E seguendo le piste disseminate con abile, teatrale noncuranza, chissà, trovare un’àncora di salvezza, un espediente per sfuggire a un destino forse già scritto, una “dritta” per allontanare l’amaro calice dell’Apocalisse, una password per scoprire che i Maya non intendevano il “the end” da noi temuto, ma forse una suggestiva variazione estetico-semantica sul tema. Magari, chissà, si sbagliano e non vogliono dire 2012 ma 3012, o forse 12012, oppure 22012, o…
Il sottotitolo del romanzo, d’altronde, è un indizio da cui partire: “Viaggio tra le profezie del popolo Maya sulla fine del mondo”. E’ risaputo che essi hanno speculato, e di fino, sugli astri, i numeri, il tempo, la filosofia, la spiritualità. E’ inoltre noto che hanno praticato i sacrifici umani per ingraziarsi dèi sempre avidi di sangue. Tutto questo, e tante interfacce ancora, fanno parte del bagaglio di conoscenze di due archeologi italiani, Veronica e Massimo, compagni di studi d’Archeologia, che convocati dal professor Gherardi, loro vecchio docente all’Università, si ritrovano al check-in del volo diretto in Guatemala, dove sono già accampati altri appassionati di questa civiltà precolombiana provenienti da ogni parte del mondo, e ognuno ha approfondito un aspetto della cultura e civiltà Maya: le cognizioni sul tempo, la vita quotidiana, usi e costumi, la religione con la mappatura delle divinità, la medicina, le superstizioni, l’architettura, il complesso della scrittura, l’arte e i dipinti, la piramide sociale che tiene unito il popolo al centro e in periferia: insomma, il collante che tiene unita una collettività consentendogli di progredire e non atomizzare il proprio tessuto sociale.
Sotto lo sguardo severo ma anche d’approvazione del vecchio professore, gli studiosi sono decisi a decodificare gli enigmi contenuti nei geroglifici su stele sepolte nel caldo ventre della terra e d’improvviso riapparse.
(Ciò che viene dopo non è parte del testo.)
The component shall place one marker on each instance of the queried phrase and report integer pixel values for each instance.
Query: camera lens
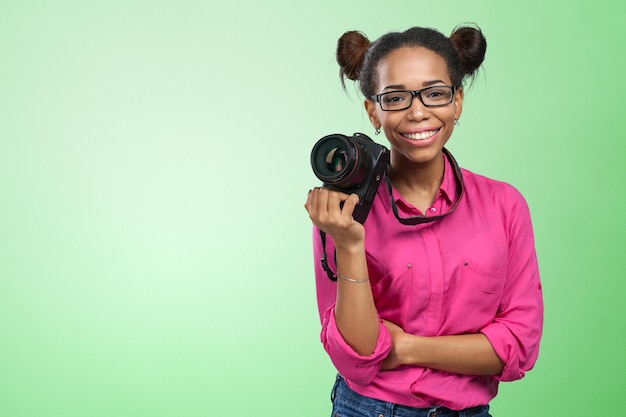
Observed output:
(338, 160)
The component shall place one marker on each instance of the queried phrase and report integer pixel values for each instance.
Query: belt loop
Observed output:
(333, 392)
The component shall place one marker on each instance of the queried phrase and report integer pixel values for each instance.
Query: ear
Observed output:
(370, 108)
(458, 102)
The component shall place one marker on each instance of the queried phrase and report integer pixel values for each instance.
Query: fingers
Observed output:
(324, 204)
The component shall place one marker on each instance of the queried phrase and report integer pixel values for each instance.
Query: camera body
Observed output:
(351, 164)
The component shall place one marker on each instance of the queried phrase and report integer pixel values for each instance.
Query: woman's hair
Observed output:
(358, 58)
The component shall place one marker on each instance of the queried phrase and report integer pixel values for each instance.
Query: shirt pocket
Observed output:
(478, 296)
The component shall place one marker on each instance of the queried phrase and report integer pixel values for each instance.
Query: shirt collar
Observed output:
(448, 192)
Non è un lavoro facile, e presto s’accorgono che la sfida con un popolo misterioso le cui conoscenze sono molto più avanzate di quel che si ritiene, è un azzardo che hanno affrontato con infantile incoscienza. Ma per tutti è l’occasione della loro vita, e perciò non resta che continuare la lotta ingaggiata.
A eccitare gli animi, e ridare slancio all’impresa, un interrogativo a prima vista quasi banale, ma che si rivela determinante per il prosieguo della campagna: davvero i Maya 5 secoli fa si sono estinti tutti come fu per la misteriosa Atlantide? E se un esiguo clan, col suo sciamano, fosse sopravvissuto nella foresta e giunto sino all’epoca del web e i subprime? E se proprio loro possedessero l’aleph, la pietra filosofale, la formula alchimica in grado d’illuminare la profezia del 22 dicembre 2012?
Barbara Miele si conferma (questa è la quarta prova: sinora ha pubblicato “Sara sarà”, 2006, “Noi: due io”, 2008 e “Zucchero e peperoncino”, 2008) una narratrice di razza, intrecciando un romanzo attraversato dal filo rosso di una suspence lieve e incalzante. L’architettura della storia è impregnata da un pathos che conquista, il suo sviluppo procede sicuro e nitido, con uno stile scarno, essenziale che richiama Hemingway. La psicologia dei personaggi, Veronica e Massimo su tutti, è abbozzata con pennellate decise come nella pittura rinascimentale. Sospeso fra i ruderi di ieri e gli input postmoderni del XXI secolo, “L’incognita se” è retto inoltre da una musicalità interna capace d’una dirompente forza evocativa e dialettica, e ha nel ritmo uno dei suoi atout più evidenti, e vincenti.